Brooke Lake is an International and Arabic studies major at Colorado State University, USA. Brooke works as an editorial columnist for the Rocky Mountain Collegian. She studied abroad in Meknes, Morocco and currently studies abroad in Jordan.
[Originally posted September 5, 2013]
While studying abroad in Meknes, Morocco this past summer my favorite Arabic word came to be ‘iftar.’ I can remember whispering this word to myself over and over again while squished in the backseat of a taxi in the sweltering African heat between three oversized Moroccan women.
After the thirteenth hour of absolutely no food and water, after taking a three hour advanced Arabic exam, after walking home in the intense summer heat and after having an entire table ridden with delicious Moroccan food stare me down as I walked in my front door, I inhaled slowly and exhaled the word, iftar.
As days turned into weeks in Morocco the word took on a multitude of meanings for me. Iftar is the traditional meal which breaks the daily fast for those participating in Islam’s most holy month of Ramadan. I started to associate all things wonderful and life-giving with iftar. As a non-Muslim American living in an Islamic country for the first time during the month of Ramadan, my entire sense of comfort, will-power and understanding dissolved into a brand new empathy for a group of people I love deeply (Muslims). Even more, I experienced a revolutionary emotional, spiritual and physical transformation during my fast.
Ramadan, celebrated by approximately 2 billion Muslims worldwide, is a month-long fast dedicated to spiritual and physical purification in hopes that Allah will forgive all previous sins. From before the dawn breaks until the sun sets, those following the fast will abstain from not only food and water but also sex, gossip and ill behavior towards others.
You may wonder why a non-Muslim would willingly participate in Ramadan. I can best answer that with a story or two.
I went into my fast with an unknowing of what to expect. I had fasted before but never in a foreign country and culture, and never to this extent. I thought it would consist mostly of quiet meaningful reflection and meditation alone.

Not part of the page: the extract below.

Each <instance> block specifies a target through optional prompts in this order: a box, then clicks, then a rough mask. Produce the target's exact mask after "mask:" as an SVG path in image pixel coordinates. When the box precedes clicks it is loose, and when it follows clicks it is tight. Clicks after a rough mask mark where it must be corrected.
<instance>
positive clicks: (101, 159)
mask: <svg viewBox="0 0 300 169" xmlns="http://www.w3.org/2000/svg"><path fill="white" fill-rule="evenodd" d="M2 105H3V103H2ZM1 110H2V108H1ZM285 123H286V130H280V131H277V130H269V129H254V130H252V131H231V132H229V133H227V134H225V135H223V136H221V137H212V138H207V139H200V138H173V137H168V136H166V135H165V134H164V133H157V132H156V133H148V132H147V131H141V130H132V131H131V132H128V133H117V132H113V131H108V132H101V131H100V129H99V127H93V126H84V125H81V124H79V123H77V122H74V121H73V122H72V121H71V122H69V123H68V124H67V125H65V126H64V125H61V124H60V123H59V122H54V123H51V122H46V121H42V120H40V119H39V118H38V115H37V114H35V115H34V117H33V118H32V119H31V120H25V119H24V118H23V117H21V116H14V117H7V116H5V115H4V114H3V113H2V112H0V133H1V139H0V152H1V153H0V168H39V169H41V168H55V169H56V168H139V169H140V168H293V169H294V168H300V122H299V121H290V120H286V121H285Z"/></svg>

On the contrary, when I conjure up memories of Ramadan I hear my Moroccan “mother” screaming, “kooli” (Arabic for ‘you eat’) at me with a wink and the warmest of smiles as I sipped on homemade juice. I can see the faces of friends laughing together as we exchanged stories and jokes in three, sometimes four different languages. When I recall my first Ramadan, I feel my mouth succumb to the utter delectation that is harira, a famous Moroccan soup that takes about two hours to prepare, during iftar.
While Ramadan was similar to hiking a Colorado fourteener in a physically demanding aspect, it was just as spiritually and emotionally challenging, yet rewarding. Regardless of my spiritual beliefs or nationality, an iftar never passed where a Muslim-Moroccan family or friend did not welcome me into their home with astonishing hospitality. I was always given more than I could eat at iftar and even more love than I could comprehend from even people I had only just met.
It did not matter if I was eating on the floor of a poor Berber family’s home in the Atlas mountains, at a fancy table decorated with delicate china and elaborate foods in the city of Meknes, or cramped around a table bursting with someone from every generation in the family home of my Arabic professor in Tangier; every iftar was spent with people who encouraged me to call them uncle, grandmother, sister and father.
Ramadan was a blur of emotions, food, heat, Arabic and thankfulness for me. In a country where I could so easily be isolated because of language, religion, race, beliefs and culture I was adopted into so many families who never questioned my worth or validity at their sacred breaking-of-fast meal.
I believe one of my journal entries during the third week of Ramadan sums up my experience most comprehensively:
When your past sorrow and anxiety about the future dissolve into a peaceful acceptance of what was, what is and what is to come. When all fear evades your mind and abounding joy mixed with absolute gratitude becomes your daily song. Where language is a matter of the heart and not of the tongue, and all homes and hearts have only but open doors. Where delectation comes from kindness and not matters of wealth or filling your belly. This is truly living. Brothers and sisters, I am truly living.